The authors would like to thank Dr. Gregory Tamer, Jr., Xianglun Mao, Nicole Vike, Liesl Krause, and Jana Vincent for assistance in data collection. This work was partially supported by a grant from the Indiana Clinical and Translational Sciences Institute Neuroscience Strategic Research Initiative.

References

  1. Abbas, Kausar, et al. "Alteration of default mode network in high school football athletes due to repetitive subconcussive mild traumatic brain injury: a resting-state functional magnetic resonance imaging study." Brain connectivity 5.2 (2015): 91-101.
  2. Cox, Robert W. "AFNI: software for analysis and visualization of functional magnetic resonance neuroimages." Computers and Biomedical research 29.3 (1996): 162-173.
  3. Jenkinson, Mark, et al. "Fsl." Neuroimage 62.2 (2012): 782-790.
  4. Smith, Stephen M. "Fast robust automated brain extraction." Human brain mapping 17.3 (2002): 143-155.
  5. Shen, Xilin, et al. "Groupwise whole-brain parcellation from resting-state fMRI data for network node identification." Neuroimage 82 (2013): 403-415.
  6. Friedman, Lee, et al. "Test–retest and between‐site reliability in a multicenter fMRI study." Human brain mapping 29.8 (2008): 958-972.
  7. Cicchetti, Domenic V. "Guidelines, criteria, and rules of thumb for evaluating normed and standardized assessment instruments in psychology." Psychological assessment 6.4 (1994): 284.

Figures

Figure 1. Equations used for reliability analysis.
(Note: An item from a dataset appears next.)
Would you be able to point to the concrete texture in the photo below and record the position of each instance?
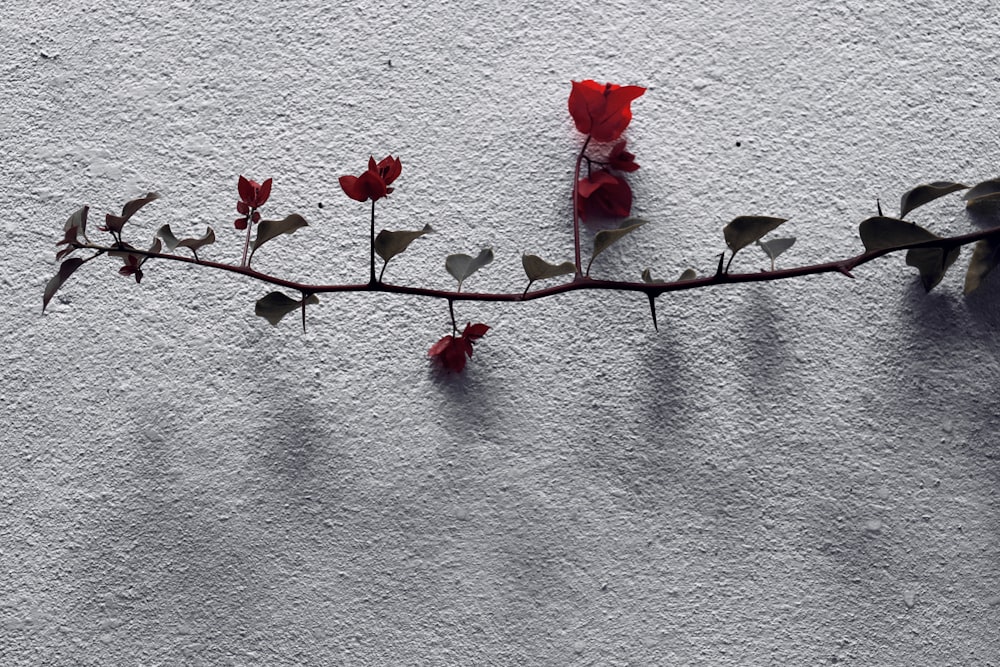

Table 1. Reliability values for DMN.

Table 2. Test-Retest Reliability values for network measures at each correlation threshold.

Table 3. Between-Site Reliability values for network measures at each correlation threshold.

Figure 2. Percentage variance due to each component in the model, at different correlation threshold values, for DMN and network measures: shortest path distance (SPD); clustering coefficient (CC); modularity (Q); transitivity (T); global mean strength (GMS).